Carole Baekey


Overview

Carole Baekey has 20 years’ experience in developing and drafting health policy, legislation and ethics in Sub-Saharan Africa and almost three decades’ experience providing legal assistance and related advocacy for communities experiencing marginalisation and discrimination in North America and Sub-Saharan Africa. Carole has worked extensively in constitutional development matters and developing health policy, legislation and regulatory frameworks. She has developed policy and legislation in the area of biomedical ethics. She has also lobbied legislatures and directed legal action reform. Carole is the Founder and Director of Baekey International Associates (1995 to present) and on the Board of Directors of Health Partners International.


Background and relevant experience

Carole drafted the Jigawa Integrated Health Systems Bill (2007) in consultation with stakeholders in Jigawa State, Nigeria, as part of the Partnership for Transforming Health Systems (PATHS) programme, funded by the UK Department for International Development (DFID). She also developed district health system legislation in consultation with the Enugu State Health Ministry (2003–4).

In Malawi, from 2003 to 2007, Carole worked with the Ministry of Health to develop the Malawi Health Policy, including the country’s Biomedical Research and Ethics Policy, which addresses current and proposed practices related to human subject research study proposals. She drafted the Malawi Health Bill, which provides for an essential health package within the framework of a district health system, and she developed the Malawi Autonomous Hospital Bill and subordinate regulations, which provide for the management and administrative devolution on central and specialised curative services.

In Swaziland, Carole analysed constitutional issues and developed and implemented training programmes for human rights groups (1995–7).

In South Africa, Carole has worked for a number of provincial government ministries, including the KwaZulu-Natal and Eastern Cape Ministries of Health. She carried out a number of assignments for the KwaZulu-Natal Ministry of Health (1995–2004) related to the need for changes to policy and legislation following the end of apartheid, in order to improve access for all South Africans to health services, and to improve the services themselves. Her work here encompassed the drafting of the KwaZulu-Natal Health Act, 2000, including regulations, and the Eastern Cape Health Act, 1999.

In the apartheid era Carole was founder and Director of the Community Law Centre (1989–1994), a non-partisan legal action and reform project designed to serve remote rural communities in KwaZulu-Natal and Eastern Cape Provinces. The project provided community-based and human rights legal education and services and developed policies and programmes with non-governmental organisations and rural communities. She was a member of the US-South Africa Fulbright Commission from 1988 to 2002 and was its Chairperson in 2002.

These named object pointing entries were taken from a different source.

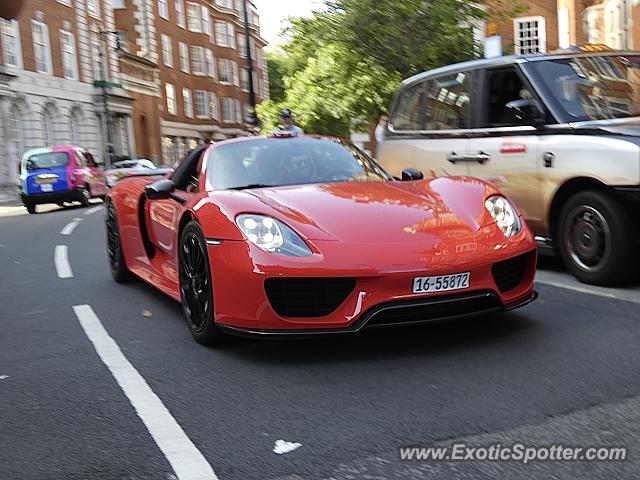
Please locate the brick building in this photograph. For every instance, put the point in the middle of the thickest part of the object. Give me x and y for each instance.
(547, 25)
(200, 80)
(125, 78)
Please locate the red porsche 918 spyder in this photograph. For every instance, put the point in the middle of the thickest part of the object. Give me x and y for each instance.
(308, 235)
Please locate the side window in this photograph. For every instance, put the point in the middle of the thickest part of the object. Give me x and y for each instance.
(504, 85)
(447, 106)
(90, 161)
(80, 160)
(187, 174)
(409, 110)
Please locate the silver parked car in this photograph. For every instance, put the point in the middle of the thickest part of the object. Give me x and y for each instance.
(126, 168)
(559, 134)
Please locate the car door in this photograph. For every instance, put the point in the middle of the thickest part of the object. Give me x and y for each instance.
(163, 216)
(429, 127)
(504, 152)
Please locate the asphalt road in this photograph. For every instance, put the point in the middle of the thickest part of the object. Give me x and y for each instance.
(562, 370)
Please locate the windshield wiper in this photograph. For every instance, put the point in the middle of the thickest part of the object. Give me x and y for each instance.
(253, 185)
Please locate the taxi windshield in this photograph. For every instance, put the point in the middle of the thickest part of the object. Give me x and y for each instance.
(47, 160)
(267, 162)
(592, 87)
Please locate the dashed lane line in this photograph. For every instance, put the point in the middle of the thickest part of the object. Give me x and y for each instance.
(93, 210)
(70, 227)
(185, 459)
(61, 261)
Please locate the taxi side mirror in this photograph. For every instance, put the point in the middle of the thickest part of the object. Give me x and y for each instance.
(409, 174)
(526, 112)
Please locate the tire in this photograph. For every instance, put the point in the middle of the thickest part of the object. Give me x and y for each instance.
(196, 288)
(596, 237)
(115, 255)
(85, 196)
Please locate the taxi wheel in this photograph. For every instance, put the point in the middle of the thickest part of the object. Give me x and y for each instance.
(117, 264)
(596, 236)
(196, 289)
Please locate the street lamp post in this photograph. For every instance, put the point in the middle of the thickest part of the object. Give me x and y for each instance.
(109, 148)
(252, 118)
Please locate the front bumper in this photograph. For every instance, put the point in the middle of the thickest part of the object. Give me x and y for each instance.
(53, 197)
(239, 271)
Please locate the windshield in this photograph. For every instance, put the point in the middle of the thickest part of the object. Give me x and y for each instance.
(592, 88)
(47, 160)
(289, 161)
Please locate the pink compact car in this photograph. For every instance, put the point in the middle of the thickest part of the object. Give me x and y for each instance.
(60, 174)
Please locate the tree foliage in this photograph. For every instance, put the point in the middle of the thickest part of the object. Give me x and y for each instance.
(344, 64)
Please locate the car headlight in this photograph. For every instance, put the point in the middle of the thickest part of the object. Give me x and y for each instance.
(272, 235)
(504, 214)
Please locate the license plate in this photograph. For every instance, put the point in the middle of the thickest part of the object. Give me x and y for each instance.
(441, 283)
(47, 179)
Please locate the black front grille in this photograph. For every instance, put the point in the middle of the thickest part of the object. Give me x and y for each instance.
(307, 297)
(508, 274)
(437, 308)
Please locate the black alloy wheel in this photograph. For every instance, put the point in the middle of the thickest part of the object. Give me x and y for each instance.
(596, 238)
(117, 265)
(196, 289)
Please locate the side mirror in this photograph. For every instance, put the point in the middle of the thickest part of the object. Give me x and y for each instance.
(159, 190)
(526, 112)
(410, 174)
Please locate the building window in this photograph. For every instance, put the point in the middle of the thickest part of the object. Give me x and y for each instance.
(41, 49)
(225, 34)
(163, 9)
(188, 102)
(225, 4)
(197, 60)
(75, 124)
(228, 71)
(93, 7)
(170, 90)
(183, 50)
(180, 18)
(202, 104)
(213, 106)
(48, 122)
(11, 43)
(98, 70)
(194, 22)
(69, 65)
(167, 50)
(210, 65)
(242, 45)
(530, 35)
(229, 110)
(206, 21)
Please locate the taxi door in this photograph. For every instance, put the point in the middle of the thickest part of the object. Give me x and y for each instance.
(502, 152)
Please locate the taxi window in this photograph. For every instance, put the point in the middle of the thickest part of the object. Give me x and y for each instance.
(408, 114)
(447, 102)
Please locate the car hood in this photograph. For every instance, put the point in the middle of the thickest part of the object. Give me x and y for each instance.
(627, 126)
(372, 212)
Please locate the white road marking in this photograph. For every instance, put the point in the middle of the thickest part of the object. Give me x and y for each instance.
(563, 280)
(185, 459)
(61, 261)
(70, 227)
(93, 210)
(281, 447)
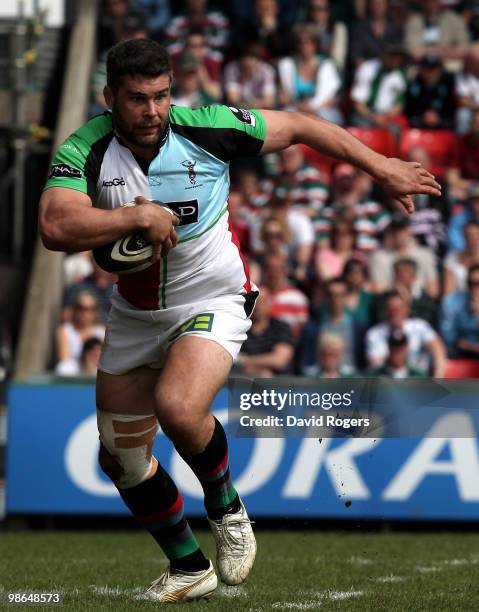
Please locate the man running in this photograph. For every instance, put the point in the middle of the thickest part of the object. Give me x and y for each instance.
(175, 328)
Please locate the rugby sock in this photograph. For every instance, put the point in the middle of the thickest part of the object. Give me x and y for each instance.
(211, 467)
(158, 506)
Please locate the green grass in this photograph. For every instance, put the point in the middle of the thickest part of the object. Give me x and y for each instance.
(294, 571)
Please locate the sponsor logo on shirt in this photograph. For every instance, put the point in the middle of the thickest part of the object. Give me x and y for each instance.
(190, 164)
(243, 115)
(64, 171)
(187, 210)
(116, 182)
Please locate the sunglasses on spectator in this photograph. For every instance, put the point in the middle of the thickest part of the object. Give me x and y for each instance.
(86, 306)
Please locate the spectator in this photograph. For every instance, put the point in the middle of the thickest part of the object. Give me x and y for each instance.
(470, 14)
(131, 27)
(214, 24)
(422, 306)
(350, 200)
(456, 236)
(268, 349)
(359, 299)
(400, 243)
(428, 222)
(157, 14)
(288, 304)
(396, 364)
(330, 260)
(329, 358)
(264, 24)
(90, 357)
(370, 36)
(459, 319)
(99, 283)
(187, 89)
(300, 183)
(441, 32)
(332, 317)
(71, 335)
(467, 91)
(332, 35)
(248, 81)
(301, 230)
(209, 61)
(430, 101)
(309, 82)
(379, 88)
(458, 263)
(110, 23)
(426, 348)
(239, 218)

Carole’s pro bono work includes representation of the Adherence Support Programme, which provides training and support for roll-out of antiretrovirals in KwaZulu-Natal (2004–5). She has served on the Board of Directors of King Edward VIII Hospital in Durban, South Africa. Since 2002 she has also served on the Board of Directors of PeacePlayers International–South Africa, which uses basketball as a tool to bridge racial and cultural divides among young people and to provide critically needed life skills.

Carole has lectured in jurisprudence and international comparative law in South Africa and North America and has been involved in developing a range of legal education, litigation and human rights training programmes.